The Independent had a deliciously phoney environment story: "A third of Catholics would go green if Pope Francis makes statement on climate change." This turned out to be a survey commissioned by CAFOD, which found that three-quarters of Roman Catholics felt a moral obligation to help the world's poorest. I do wonder about the other quarter - but also what the corresponding figure for Anglicans would be.

The third who were prepared to "go green" would make an effort to drive less, or to recycle more. Even granted the success of these efforts, there will be quite a lot more required of us in all sorts of areas that have no obvious connection with the environment.


SOME coverage of the very disturbing reports from Birmingham of intimidation in the wake of the Trojan Horse schools scandal. Both the Mail and The Guardian reported Sarah Hewitt-Clarkson, head of Anderton Park Primary School in Birmingham, telling a conference in Liverpool: "Trojan Horse has not gone away. Those of us who were involved, we knew it was the tip of the iceberg.

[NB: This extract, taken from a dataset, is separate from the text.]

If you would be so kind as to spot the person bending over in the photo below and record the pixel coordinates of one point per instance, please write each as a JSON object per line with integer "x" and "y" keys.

"We still have dead animals hung on the gates of schools, dismembered cats in playgrounds. We have petitions outside schools, objecting to teachers teaching against homophobia."

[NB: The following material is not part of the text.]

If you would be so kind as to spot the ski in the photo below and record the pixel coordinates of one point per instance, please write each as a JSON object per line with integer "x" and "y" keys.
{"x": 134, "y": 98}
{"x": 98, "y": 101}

According to The Guardian, she said that a death threat had been made against her on Facebook saying: "Any headteacher who teaches my children it's all right to be gay will be at the end of my shotgun."


THE TIMES
reported a campaign in Pendle to get Muslims to vote Labour by a WhatsApp chain message purportedly from a Sufi Sheikh (who denies the story). This comes in the wake of the decision overturning the election of Lutfur Rahman on Tower Hamlets Council, partly on the grounds that he arranged for 101 local imams to endorse him in a Bangladeshi paper. This violated a 19th-century law against "Spiritual Influence", used then against Roman Catholics in Ireland.

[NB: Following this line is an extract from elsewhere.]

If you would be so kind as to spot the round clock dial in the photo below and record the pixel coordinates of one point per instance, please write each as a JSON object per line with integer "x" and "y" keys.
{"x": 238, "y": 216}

BUT standards are slipping there. The Guardian reported the case of Fr Francis Kelleher, a hospital chaplain in Cork, who has just been jailed for four years for trying to put - I almost wrote "the fear of God" into his nephew, by whom he was being sued.

But Fr Kelleher eschewed spiritual influence. Instead, he hired three men from the Continuity IRA, he kept up a campaign of threats, among them death threats, for six months against his nephew. According to The Irish Times,the man who put him in touch with the thugs and negotiated the fee of €4000 was someone in the habit of visiting the hospital with a "religious relic".

Neither the IRA men nor the mysterious intermediary with the relic seem to have appeared in court.


AND in southern Sweden, Dr Jan Johannesson has resigned as head of orthopaedic surgery in Kalmar Hospital after announcing on Facebook that from now on he was refusing to treat Christians.

He had earlier posted that he was "an anti-theist" who would "put himself in the front line with a baseball bat to fight against any conscience clause", and that he believed "Christians have an inner demon which can damage and insult me." This Dawkinsian puerility was meant as satire.

It casts light on the status of Christianity in Sweden both that he thought he could get away with it and that, in the event, he couldn't. He's still working as a doctor. He is still, presumably, treating Christians as well.